First off, thanks for the help, this group was a great support
for my efforts of learning c++. However, yet again I plan to
throw away what I programmed and re-use a little more of what
stl has to offer:
I would like to create a list of list-nodes of a smaller list
(preferably slist) so that I could iterate through that smaller
list, and iterate through the big list without omitting any
element of the small list. However, the problem is that the
class-name of a list-node isn't standardized. Am I wrong? What
is the usual way to cope with this portability-problem?
Similarily I would like to alter that container's behaviour
so that new list-elements are initialized right into the
list-node without previous initialization and copy-constructor,
i.e. I want to override node-creation so that an object
can get created by a (child inheriting from) list-class
as a node within the list, and not as a stand-alone object.
Here again portability might become a problem. Do I really
need to copy all the source-code from gcc's stl-implementation
right into my own sourcefiles in order to have a portable
program? Doesn't this defy the very purpose of stl?
Can anyone propose a programming-language or library where
my problems can get solved more elegantly?

--
Better send the eMails to netscape.net, as to
evade useless burthening of my provider's /dev/null...

P
Jul 22 '05 #1
4 1553

"Piotr Sawuk" <pi****@unet.univie.ac.at> wrote in message
news:cm*********@gander.coarse.univie.ac.at...
First off, thanks for the help, this group was a great support
for my efforts of learning c++. However, yet again I plan to
throw away what I programmed and re-use a little more of what
stl has to offer:
I would like to create a list of list-nodes of a smaller list
(preferably slist)
slist is non-standard.
so that I could iterate through that smaller
list, and iterate through the big list without omitting any
element of the small list. However, the problem is that the
class-name of a list-node isn't standardized. Am I wrong? What
is the usual way to cope with this portability-problem?
This isn't a portablilty problem, you are trying to pretend that STL lists
have capabilities that they don't.


Similarily I would like to alter that container's behaviour
so that new list-elements are initialized right into the
list-node without previous initialization and copy-constructor,
i.e. I want to override node-creation so that an object
can get created by a (child inheriting from) list-class
as a node within the list, and not as a stand-alone object.
Here again portability might become a problem. Do I really
need to copy all the source-code from gcc's stl-implementation
right into my own sourcefiles in order to have a portable
program? Doesn't this defy the very purpose of stl?

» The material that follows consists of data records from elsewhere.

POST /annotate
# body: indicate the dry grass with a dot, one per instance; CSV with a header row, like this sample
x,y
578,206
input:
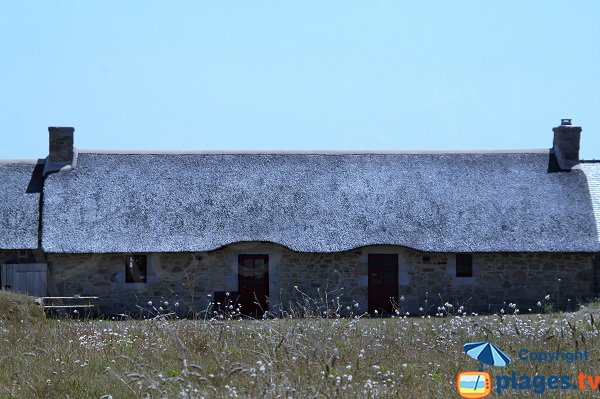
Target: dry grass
x,y
289,358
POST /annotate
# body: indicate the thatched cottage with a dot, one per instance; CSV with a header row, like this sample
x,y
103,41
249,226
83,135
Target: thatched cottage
x,y
368,230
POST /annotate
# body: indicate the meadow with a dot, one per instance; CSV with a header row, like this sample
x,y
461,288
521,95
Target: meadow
x,y
309,357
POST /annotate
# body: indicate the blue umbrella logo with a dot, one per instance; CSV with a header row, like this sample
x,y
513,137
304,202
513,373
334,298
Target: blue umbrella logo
x,y
486,352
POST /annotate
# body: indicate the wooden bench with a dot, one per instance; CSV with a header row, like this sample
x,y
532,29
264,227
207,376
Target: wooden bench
x,y
56,303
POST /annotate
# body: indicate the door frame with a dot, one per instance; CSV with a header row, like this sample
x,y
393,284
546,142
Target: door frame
x,y
255,310
371,290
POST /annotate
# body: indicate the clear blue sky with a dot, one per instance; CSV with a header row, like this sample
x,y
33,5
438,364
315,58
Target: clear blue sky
x,y
395,75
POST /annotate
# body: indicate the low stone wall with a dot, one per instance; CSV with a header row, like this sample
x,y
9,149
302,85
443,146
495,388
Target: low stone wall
x,y
426,280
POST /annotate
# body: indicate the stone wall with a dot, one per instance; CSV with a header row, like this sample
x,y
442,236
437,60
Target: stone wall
x,y
426,280
21,256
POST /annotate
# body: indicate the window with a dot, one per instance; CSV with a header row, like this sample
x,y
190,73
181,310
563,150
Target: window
x,y
464,265
135,269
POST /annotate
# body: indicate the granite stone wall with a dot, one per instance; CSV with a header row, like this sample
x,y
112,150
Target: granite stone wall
x,y
315,280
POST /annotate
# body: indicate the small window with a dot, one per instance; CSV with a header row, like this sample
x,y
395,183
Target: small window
x,y
135,269
464,265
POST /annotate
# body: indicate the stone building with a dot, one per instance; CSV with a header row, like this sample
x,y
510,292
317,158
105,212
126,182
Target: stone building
x,y
362,231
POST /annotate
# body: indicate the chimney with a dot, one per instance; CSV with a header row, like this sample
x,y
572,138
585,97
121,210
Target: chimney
x,y
61,153
564,153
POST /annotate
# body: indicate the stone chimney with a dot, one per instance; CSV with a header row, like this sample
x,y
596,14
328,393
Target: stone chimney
x,y
564,153
61,152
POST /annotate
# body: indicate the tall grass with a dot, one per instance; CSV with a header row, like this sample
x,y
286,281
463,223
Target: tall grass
x,y
289,357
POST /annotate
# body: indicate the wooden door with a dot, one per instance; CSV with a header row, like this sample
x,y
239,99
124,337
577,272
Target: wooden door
x,y
26,278
383,283
253,279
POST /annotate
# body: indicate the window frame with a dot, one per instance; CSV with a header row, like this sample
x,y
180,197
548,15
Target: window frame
x,y
464,265
142,272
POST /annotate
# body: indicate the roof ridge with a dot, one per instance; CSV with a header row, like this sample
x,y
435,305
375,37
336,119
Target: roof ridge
x,y
311,152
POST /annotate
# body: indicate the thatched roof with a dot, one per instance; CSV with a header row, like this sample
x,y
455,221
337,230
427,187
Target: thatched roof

The very purpose is STL is to allow containers of objects of any type in a
non-intrusive way. You seem to want the very opposite. STL is designed to
work with stand alone objects.
Can anyone propose a programming-language or library where
my problems can get solved more elegantly?


The STL is very elegant, you seem to be interested in some very inelegant
micro-optimisations. So I guess the STL isn't for you, but if as you suggest
you already have code that does this, why not stick with that?

john
Jul 22 '05 #2
In article <cm*********@gander.coarse.univie.ac.at>,
pi****@unet.univie.ac.at (Piotr Sawuk) writes:

Can anyone propose a programming-language or library where
my problems can get solved more elegantly?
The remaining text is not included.